Published: 11:47, 31 July 2019
| Updated: 13:02, 31 July 2019
A woman who accused her husband of hitting her died of a drug overdose just days after being incorrectly told by police he had been released from custody.
Denise Tanner was found by officers on Tuesday, May 8, 2018, after she could not be contacted following a bank holiday weekend.
The 52-year-old, of Nunnery Grove, in Minster, was discovered lying on her bed surrounded by empty pill packets. A post mortem examination showed she had taken a lethal dose of antidepressants.
A Kent Police witness care officer and her supervisor has misunderstood court documents and wrongly believed a bail hearing for Mrs Tanner's husband, James Roberts, has ended in him being released.
An inquest held at Archbishop's Palace in Mill Street, Maidstone, heard she was found dead four days later.
In fact, Mr Roberts had been remanded in custody. Her husband appeared in court accused of GBH and ABH on his wife as well as controlling behaviour and perverting the course of justice after allegedly persuading her to drop support for a previous allegation.
During a phone conversation with the officer, Mrs Tanner said: "I can't believe this has happened.
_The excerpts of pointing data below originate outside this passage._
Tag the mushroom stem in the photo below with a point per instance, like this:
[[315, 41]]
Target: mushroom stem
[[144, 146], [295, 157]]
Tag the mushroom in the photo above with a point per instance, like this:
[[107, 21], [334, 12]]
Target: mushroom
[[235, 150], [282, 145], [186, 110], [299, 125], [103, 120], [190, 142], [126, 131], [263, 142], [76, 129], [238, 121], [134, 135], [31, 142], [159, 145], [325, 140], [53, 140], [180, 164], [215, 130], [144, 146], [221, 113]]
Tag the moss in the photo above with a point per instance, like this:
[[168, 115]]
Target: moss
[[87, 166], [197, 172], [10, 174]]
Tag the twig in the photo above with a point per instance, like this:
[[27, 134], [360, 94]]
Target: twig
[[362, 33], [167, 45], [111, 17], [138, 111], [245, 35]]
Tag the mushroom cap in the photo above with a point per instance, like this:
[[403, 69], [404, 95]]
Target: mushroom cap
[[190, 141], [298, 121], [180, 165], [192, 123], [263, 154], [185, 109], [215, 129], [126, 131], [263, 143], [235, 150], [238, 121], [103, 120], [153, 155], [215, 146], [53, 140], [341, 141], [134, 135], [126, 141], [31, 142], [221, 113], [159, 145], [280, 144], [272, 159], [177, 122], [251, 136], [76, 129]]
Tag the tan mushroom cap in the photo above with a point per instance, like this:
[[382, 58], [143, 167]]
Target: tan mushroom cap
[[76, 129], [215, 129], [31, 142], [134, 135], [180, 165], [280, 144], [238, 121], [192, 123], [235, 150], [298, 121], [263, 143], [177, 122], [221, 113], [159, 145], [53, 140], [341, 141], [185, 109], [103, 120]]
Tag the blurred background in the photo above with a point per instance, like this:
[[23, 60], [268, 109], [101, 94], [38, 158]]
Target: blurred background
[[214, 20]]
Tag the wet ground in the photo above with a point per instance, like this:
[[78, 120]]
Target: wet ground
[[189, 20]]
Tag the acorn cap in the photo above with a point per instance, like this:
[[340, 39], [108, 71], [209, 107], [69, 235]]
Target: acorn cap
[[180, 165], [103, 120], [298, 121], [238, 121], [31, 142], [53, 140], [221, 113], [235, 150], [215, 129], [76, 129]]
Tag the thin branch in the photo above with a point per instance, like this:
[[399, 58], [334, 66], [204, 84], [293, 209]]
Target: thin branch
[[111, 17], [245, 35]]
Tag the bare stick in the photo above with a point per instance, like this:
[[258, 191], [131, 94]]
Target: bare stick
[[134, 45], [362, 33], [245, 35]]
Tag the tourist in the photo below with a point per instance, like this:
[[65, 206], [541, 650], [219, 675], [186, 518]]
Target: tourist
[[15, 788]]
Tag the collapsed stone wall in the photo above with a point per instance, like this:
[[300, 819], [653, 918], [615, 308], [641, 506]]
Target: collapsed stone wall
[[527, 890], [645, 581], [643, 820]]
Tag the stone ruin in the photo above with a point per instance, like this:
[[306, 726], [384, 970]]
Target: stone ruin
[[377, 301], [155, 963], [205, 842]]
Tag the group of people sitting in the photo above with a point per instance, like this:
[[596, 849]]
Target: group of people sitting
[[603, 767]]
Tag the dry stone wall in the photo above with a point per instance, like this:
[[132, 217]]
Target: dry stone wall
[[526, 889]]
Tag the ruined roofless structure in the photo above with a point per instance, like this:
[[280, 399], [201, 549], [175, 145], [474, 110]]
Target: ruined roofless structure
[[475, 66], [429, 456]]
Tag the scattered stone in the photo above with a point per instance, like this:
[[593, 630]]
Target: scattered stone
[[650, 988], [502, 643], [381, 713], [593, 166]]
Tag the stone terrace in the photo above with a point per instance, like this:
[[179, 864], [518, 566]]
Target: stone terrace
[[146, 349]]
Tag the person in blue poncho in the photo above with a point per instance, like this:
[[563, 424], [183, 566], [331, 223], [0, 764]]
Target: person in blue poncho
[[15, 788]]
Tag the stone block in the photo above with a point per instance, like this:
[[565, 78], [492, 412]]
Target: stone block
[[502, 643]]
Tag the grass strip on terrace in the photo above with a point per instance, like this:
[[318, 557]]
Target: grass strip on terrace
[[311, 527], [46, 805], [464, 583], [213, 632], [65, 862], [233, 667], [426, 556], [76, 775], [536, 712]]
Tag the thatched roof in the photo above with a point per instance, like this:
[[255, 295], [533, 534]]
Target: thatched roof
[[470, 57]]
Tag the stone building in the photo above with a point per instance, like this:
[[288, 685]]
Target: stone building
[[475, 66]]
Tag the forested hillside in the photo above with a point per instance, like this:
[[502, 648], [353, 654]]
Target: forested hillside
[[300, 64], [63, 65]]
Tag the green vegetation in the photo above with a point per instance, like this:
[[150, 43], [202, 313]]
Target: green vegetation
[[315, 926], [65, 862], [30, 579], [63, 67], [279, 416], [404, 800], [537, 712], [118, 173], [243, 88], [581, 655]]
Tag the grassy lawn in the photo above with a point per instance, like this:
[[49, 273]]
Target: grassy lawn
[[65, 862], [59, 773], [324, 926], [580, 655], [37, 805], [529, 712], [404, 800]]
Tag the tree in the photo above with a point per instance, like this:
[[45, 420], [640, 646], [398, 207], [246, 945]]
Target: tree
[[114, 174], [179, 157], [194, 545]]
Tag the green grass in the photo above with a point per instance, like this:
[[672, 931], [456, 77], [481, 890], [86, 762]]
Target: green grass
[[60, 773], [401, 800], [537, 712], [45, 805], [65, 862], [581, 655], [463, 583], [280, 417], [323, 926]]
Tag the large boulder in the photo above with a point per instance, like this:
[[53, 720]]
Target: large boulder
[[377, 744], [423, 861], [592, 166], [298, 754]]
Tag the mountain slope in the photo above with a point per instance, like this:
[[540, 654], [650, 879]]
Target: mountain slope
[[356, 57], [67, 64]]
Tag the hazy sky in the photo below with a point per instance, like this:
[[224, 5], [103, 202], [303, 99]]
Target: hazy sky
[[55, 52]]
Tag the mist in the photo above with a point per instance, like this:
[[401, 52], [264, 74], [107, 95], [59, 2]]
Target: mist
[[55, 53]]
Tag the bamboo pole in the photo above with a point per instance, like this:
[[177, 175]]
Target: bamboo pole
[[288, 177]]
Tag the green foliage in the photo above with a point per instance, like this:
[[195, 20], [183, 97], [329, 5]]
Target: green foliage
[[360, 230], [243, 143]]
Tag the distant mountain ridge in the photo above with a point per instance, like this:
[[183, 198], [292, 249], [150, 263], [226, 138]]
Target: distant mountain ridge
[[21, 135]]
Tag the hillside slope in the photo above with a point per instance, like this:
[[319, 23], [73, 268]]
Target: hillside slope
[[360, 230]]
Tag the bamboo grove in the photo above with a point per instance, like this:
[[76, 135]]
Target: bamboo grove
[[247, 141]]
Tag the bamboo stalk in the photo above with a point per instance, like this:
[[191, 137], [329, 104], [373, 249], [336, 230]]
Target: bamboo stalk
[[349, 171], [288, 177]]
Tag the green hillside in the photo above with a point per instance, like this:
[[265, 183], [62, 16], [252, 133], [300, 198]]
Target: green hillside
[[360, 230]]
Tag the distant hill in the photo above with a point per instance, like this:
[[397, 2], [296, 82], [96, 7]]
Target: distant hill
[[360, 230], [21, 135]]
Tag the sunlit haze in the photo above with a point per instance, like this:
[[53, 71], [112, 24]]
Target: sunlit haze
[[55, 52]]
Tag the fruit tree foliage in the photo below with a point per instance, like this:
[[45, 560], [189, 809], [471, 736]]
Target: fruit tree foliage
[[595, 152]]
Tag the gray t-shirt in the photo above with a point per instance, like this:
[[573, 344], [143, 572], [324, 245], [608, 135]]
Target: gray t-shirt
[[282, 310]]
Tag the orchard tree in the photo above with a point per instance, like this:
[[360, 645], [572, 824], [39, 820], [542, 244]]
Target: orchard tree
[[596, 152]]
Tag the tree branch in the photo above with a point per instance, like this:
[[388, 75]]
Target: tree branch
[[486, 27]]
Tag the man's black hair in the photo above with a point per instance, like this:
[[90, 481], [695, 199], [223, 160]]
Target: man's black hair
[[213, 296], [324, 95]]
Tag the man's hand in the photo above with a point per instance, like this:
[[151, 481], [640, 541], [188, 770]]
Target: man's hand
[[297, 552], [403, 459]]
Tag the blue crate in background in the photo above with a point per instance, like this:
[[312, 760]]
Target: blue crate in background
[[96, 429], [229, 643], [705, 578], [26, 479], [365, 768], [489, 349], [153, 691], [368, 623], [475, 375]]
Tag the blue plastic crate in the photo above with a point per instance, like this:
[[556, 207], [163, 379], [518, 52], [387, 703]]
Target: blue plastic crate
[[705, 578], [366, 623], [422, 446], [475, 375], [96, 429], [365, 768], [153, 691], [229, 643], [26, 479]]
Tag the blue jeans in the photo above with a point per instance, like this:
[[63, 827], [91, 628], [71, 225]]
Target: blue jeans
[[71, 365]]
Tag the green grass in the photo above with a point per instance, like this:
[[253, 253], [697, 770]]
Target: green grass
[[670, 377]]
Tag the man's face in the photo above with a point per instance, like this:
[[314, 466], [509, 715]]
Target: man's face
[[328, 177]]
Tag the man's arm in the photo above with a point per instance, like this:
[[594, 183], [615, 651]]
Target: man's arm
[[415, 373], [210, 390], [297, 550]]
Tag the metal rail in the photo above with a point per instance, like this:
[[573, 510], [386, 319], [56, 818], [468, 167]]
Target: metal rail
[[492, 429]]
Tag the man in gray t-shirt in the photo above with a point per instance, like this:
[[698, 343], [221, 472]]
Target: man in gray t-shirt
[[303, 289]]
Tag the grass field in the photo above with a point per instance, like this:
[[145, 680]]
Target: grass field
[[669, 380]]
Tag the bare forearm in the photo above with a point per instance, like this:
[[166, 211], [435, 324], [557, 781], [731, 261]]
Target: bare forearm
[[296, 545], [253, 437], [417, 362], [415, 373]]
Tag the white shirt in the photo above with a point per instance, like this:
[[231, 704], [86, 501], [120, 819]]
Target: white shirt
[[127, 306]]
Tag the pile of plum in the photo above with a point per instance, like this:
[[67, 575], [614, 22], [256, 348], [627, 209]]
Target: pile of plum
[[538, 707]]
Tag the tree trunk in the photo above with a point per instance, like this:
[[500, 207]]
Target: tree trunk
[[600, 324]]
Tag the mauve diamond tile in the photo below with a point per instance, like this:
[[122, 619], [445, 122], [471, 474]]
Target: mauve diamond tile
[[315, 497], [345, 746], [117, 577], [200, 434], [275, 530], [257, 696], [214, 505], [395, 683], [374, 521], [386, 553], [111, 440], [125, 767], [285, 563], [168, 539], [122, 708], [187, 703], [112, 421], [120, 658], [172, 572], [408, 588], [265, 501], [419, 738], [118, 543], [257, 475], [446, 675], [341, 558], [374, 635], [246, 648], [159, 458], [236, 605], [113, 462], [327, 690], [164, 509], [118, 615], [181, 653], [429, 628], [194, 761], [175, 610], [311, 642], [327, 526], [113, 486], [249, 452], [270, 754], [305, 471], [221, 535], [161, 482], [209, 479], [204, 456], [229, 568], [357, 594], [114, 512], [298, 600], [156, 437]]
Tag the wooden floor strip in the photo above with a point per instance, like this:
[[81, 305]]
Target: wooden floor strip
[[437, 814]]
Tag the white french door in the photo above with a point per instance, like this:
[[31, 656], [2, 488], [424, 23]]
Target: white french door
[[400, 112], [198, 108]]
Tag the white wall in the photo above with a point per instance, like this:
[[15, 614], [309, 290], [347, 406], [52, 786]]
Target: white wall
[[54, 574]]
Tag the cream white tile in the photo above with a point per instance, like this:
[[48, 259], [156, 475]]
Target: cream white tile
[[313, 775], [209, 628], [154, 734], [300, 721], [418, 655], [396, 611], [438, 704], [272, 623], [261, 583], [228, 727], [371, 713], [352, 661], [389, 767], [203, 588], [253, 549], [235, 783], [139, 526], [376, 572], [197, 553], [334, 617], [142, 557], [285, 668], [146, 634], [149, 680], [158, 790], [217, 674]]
You have signed my death certificate."
At an inquest into her death at Archbishop's Palace in Maidstone, coroner Katrina Hepburn said: "The evidence before me from her friends is that if she intended to take her own life she would have left a note.
"There was also evidence that days before she was seen to be upbeat and relaxed and thinking of the future.
"I have to bear in mind that taking such a large number of pills would have had a detrimental effect and may have caused her own death.
"However, it could have been a call for help, I don't know and I'm not satisfied she did it to take her own life - she may well have been taking it with the intention of feeling better. The evidence from her friends is that she was positive about going forward with the criminal prosecution."
Ms Hepburn concluded that Mrs Tanner's death was not a suicide but that it was a "drug related death."
The charges against Mr Roberts were dropped after a review of the case in June 2018.
Kent Police have since put in place a more strenuous system of checks to make sure people involved in court cases get correct information.
An investigation by the Independent Office for Police Conduct (IOPC) which looks into possible wrong-doing among officers found none were guilty of misconduct.